Estimation of mortality among HIV-infected people on antiretroviral treatment in east Africa: A sampling based approach in an observational, multisite, cohort study

Background: Mortality in HIV-infected people after initiation of antiretroviral treatment (ART) in resource-limited settings is an important measure of the effectiveness and comparative effectiveness of the global public health response. Substantial loss to follow-up precludes accurate accounting of deaths and limits our understanding of effectiveness. We aimed to provide a better understanding of mortality at scale and, by extension, the effectiveness and comparative effectiveness of public health ART treatment in east Africa. Methods: In 14 clinics in five settings in Kenya, Uganda, and Tanzania, we intensively traced a sample of patients randomly selected using a random number generator, who were infected with HIV and on ART and who were lost to follow-up (>90 days late for last scheduled visit). We incorporated the vital status outcomes for these patients into analyses of the entire clinic population through probability-weighted survival analyses.
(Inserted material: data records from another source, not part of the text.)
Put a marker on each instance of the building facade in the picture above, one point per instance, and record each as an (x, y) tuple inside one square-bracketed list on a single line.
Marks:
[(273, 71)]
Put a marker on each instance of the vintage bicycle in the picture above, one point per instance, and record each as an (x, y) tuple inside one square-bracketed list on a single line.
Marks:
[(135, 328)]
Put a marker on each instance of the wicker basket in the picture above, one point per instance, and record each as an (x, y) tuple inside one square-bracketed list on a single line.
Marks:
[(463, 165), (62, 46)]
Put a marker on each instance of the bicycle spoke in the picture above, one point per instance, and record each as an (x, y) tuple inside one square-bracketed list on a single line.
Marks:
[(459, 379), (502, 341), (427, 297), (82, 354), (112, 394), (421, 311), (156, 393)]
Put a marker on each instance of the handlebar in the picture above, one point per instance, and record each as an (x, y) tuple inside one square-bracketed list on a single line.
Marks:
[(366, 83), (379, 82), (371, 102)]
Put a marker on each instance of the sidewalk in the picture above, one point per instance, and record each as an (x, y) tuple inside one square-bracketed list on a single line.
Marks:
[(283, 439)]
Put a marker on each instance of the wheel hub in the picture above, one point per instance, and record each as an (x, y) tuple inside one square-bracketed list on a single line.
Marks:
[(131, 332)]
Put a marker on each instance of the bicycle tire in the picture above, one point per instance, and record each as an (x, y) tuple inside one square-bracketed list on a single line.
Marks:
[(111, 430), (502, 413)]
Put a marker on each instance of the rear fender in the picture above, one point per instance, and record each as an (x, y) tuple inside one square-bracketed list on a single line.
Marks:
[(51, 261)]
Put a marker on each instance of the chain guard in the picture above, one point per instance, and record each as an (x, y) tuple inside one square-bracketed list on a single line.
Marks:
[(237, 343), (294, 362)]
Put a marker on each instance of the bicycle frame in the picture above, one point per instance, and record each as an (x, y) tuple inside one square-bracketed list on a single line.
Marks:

Findings: We followed 34 277 adults on ART from Mbarara and Kampala in Uganda, Eldoret, and Kisumu in Kenya, and Morogoro in Tanzania. The median age was 35 years (IQR 30-42), 11 628 (34%) were men, and median CD4 count count before therapy was 154 cells per μL (IQR 70-234). 5780 patients (17%) were lost to follow-up, 991 (17%) were selected for tracing between June 10, 2011, and Aug 27, 2012, and vital status was ascertained for 860 (87%). With incorporation of outcomes from the patients lost to follow-up, estimated 3 year mortality increased from 3·9% (95% CI 3·6-4·2) to 12·5% (11·8-13·3). The sample-corrected, unadjusted 3 year mortality across settings was lowest in Mbarara (7·2%) and highest in Morogoro (23·6%). After adjustment for age, sex, CD4 count before therapy, and WHO stage, the sample-corrected hazard ratio comparing the settings with highest and lowest mortalities was 2·2 (95% CI 1·5-3·4) and the risk difference for death at 3 years was 11% (95% CI 5·0-17·7). Interpretation: A sampling-based approach is widely feasible and important to an understanding of mortality after initiation of ART. After adjustment for measured biological drivers, mortality differs substantially across settings despite delivery of a similar clinical package of treatment. Implementation research to understand the systems, community, and patients' behaviours driving these differences is urgently needed. Funding: The US National Institutes of Health and President's Emergency Fund for AIDS Relief.